The disclosure relates in general to signal processing circuits and methods for source synchronization. In particular, the disclosure relates to signal processing circuits and methods for a double data rate (DDR) synchronous dynamic random access memory (SDRAM).
Certain types of memory devices generate a clock strobe signal having edges aligned with changes in the read data. A DDR SDRAM transfers data on each rising and falling edge of the clock strobe signal, thereby transferring two data words per clock cycle.
A read data synchronization circuit is often used to coordinate the transfer of data to and from a memory device, such as a DDR SDRAM. The read data synchronization circuit provides a local clock signal to the memory device to synchronize read and write operations. The clock strobe signal generated by the memory device with the read data has predefined phase constraints with respect to the local clock signal provided by the read data synchronization circuit. The read data synchronization circuit uses the clock strobe signal to determine when the read data is valid and can therefore be latched. The times at which the read data is latched are preferably synchronized relative to the clock strobe signal so as to latch the read data in the middle of the valid data window.
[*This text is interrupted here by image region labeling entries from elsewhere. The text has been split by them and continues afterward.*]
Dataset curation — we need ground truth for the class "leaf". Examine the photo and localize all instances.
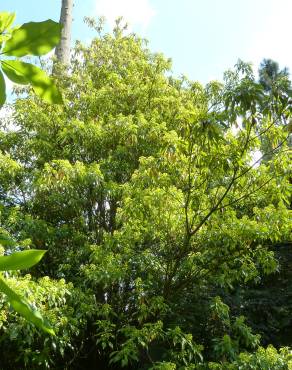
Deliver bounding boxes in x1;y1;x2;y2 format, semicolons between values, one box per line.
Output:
0;12;15;34
2;19;61;57
0;249;46;271
2;60;62;104
2;60;29;85
0;278;55;335
0;232;15;247
0;71;6;108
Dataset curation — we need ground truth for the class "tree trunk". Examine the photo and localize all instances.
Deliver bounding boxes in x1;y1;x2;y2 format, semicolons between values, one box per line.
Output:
55;0;73;64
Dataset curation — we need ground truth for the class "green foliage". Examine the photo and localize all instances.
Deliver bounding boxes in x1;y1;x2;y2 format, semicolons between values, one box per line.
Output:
2;15;60;57
0;19;291;369
0;12;62;107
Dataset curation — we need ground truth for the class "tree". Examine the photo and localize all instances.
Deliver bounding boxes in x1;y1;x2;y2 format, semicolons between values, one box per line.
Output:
0;22;291;369
259;59;291;93
0;12;62;107
55;0;73;64
0;12;62;334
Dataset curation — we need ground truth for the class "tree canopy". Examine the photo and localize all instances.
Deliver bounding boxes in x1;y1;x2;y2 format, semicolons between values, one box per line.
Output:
0;18;292;370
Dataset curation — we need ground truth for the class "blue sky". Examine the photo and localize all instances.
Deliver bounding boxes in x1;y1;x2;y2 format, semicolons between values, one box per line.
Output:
1;0;292;83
In normal operation, the memory controller can initiate a READ operation by issuing a READ command to the DDR SDRAM. In response, the DDR SDRAM will retrieve a predetermined portion of the data stored therein beginning at the particular address specified in the READ command. When ready to transmit the retrieved data, the DDR SDRAM will first generate the DQS preamble, then transmit the data, edge-aligned with both the rising and falling edges of DQS, and, finally, generate the DQS postamble. This sequence, however, is problematic when noise is introduced into the DQS signal. The memory controller can be operative to mistakenly receive the noise introduced DQS signal and consider the noise introduced DQS signal as the real DQS. The memory controller reacts prematurely and captures spurious data. In the other words, it fails to receive the actual data. If DQS is introduced the noise generating from problems of, the system PCB, interference of other signals, or DDR memory, some state machines will enter a false state and system crash due to abnormal access of memory.
This particular problem becomes increasingly serious as system clock rates rise in subsequent generations of DDR devices. Given the inherent difficulty in coordinating two electronic circuits physically located on separate chips, e.g., the DDR SDRAM and the memory controller, there may be no completely satisfactory solution for such inter-chip transactions, short of using the mixed-signal clock forwarding/recovery techniques common in high-speed telecommunication devices. A alternative solution is required to improve noise immunity in systems having DDR SDRAMs.
U.S. Pat. No. 6,785,189 to Jacobs provides a method and apparatus for improving noise immunity in a DDR SDRAM system. FIG. 1 is a block diagram disclosed by Jacobs.
Jacobs discloses a DQS qualifying circuit to frame the DQS from DDR SDRAM. The DQSQ frame generator 12 includes 2 dedicated pins and a dummy load, which should be equal to the load of DDR SDRAM. The DQSQ frame generator 12 transmits a DQS qualifying signal DQSQ from one pin, and receives a delayed DQS qualifying signal from existing controller circuits 14 after a certain fly time on PC board, equal to the fly time of DQS signal. Thus, the memory controller of Jacobs uses the delayed DQS qualifying signal to frame the DQS signal from DDR SDRAM 16.